Which is why they really need to nail those last few GBA games. They need to be either great gaming experiences, or nostalgia filled milestones of the company; they need to remind us about the good times we had with Nintendo, and make us think that perhaps we will one day have some great new content on this handheld.

Or they can just give us Pitfall! Mayan Adventure and force me to take drastic measures toward ending all of mankind.

I would watch the world burn if they did this to us.

4 Comments

  1. Christine

    So I take you don’t really like the game Yoshi, then?

    • Chris Sommer

      I may hold a grudge, yes.

  2. Micheal

    Hmmm… Honestly, of the 10 nes games i have recieved, i enjoy playing “yoshi” the most.

    I’ve tried them all.

    Donkey kong jr – Get to the top, its filled with enemies waiting in ambush. Can’t go under them because of barrels, and cant jump barrels because every enemy the game can handle is stuck at the end.
    Stopped at level 2 – don’t think i’ll play that again.

    Super Mario Bros. – Brutal on such a tiny screen. Has its moments, but i find myself rushing through levels as fast as i can, taking every warp pipe along the way. Get to the 5th world in less than a minute, then die, stare, and play yoshi.

    Balloon Fighter – Need to give this one a better go. Far too easy and repetitive.

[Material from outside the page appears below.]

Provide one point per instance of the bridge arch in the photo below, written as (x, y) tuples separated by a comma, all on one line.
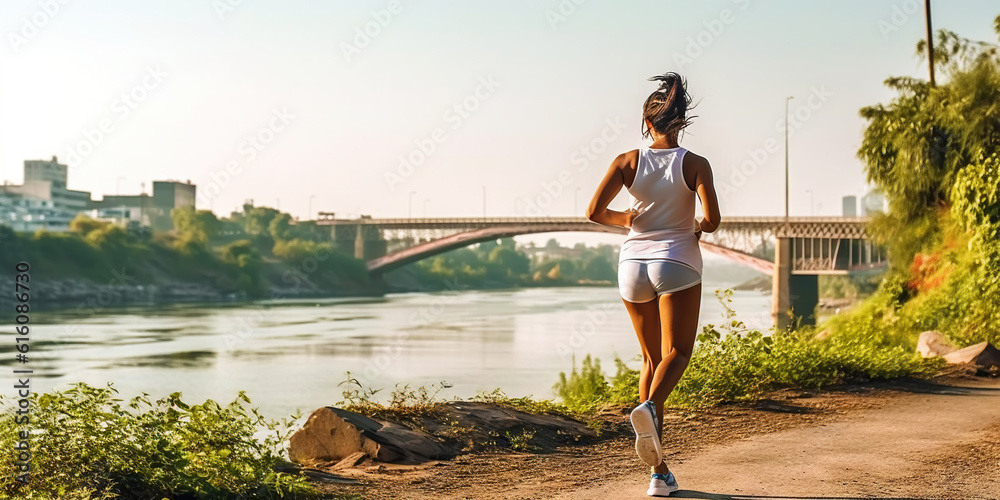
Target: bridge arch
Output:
[(427, 249)]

    Metroid – Painfully difficult. Enemies get stuck on the side, and remove twice as much health as you can find in 10 minutes. Good luck finding enough missiles near the start to pass that one bit…

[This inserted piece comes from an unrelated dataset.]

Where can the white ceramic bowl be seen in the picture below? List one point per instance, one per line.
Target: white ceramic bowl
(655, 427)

    Ice climber – Jumping system makes me want to cry. Finally jump up 3 ice stacks – fall – then sit there jumping straight up over and over again…

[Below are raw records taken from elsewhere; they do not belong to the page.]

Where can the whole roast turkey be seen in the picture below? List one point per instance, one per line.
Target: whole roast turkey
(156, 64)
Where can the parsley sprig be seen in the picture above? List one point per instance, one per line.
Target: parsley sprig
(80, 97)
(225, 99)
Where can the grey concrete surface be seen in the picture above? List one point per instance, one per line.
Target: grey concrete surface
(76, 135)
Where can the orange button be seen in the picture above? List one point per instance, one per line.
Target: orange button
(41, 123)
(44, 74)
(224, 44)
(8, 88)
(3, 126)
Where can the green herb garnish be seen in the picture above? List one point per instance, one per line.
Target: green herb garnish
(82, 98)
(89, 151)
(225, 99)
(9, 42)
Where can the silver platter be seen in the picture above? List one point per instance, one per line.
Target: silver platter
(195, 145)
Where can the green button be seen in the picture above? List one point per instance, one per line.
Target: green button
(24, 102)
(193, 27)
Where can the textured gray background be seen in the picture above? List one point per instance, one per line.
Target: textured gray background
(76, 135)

    Wrecking Crew – I cannot for the life of me figure out what the hell i’m supposed to do on this game.

    Zelda – A good game, but i really can’t be bothered playing it again.

    Zelda II – This game raises my blood pressure till i pass out. Finished this once, and i don’t think i’ll ever want to finish it again.

    And lastly – Nes Golf something something.
    After taking 20 minutes of my life just figuring out how to hit the ball, i hit it, watched it land, didn’t understand, gave up, and declared it the worst game ever.

    So again, Yoshi is my favorite of the nes games so far, and i don’t know why. Its easy, its slow, its painfully random, and offers no challenge or competitiveness at all.

    Never cared for nes games. My own nes only ever saw me play mario 3, duck hunt, and battle toads.

    • Chris Sommer

      If you lack nostalgia or a real love for older games, then the NES collection just doesn’t have the power to appeal. At least some of them are classics that are nice to have around: Zelda, Mario, Metroid.

      A few others are nice time capsules, Wrecking Crew is the Mario game no one remembers (you need to break everything in the level to win, btw.) Ice Climbers is just weird and somehow endures the ages despite a lack of sequels. Then we have Balloon Fighter, which is a strange Joust clone that materialized for no reason.

      I can understand all of those games being included as fond memories and interesting points in history, just not those evil three. Four really, but I let Zelda II slide as an anomaly in the series that Nintendo acknowledges unlike the laser disk games.

      As for you liking Yoshi most of all, this is actually a symptom of several very dangerous disorders, and I urge you to seek medical help for enjoying a game like that.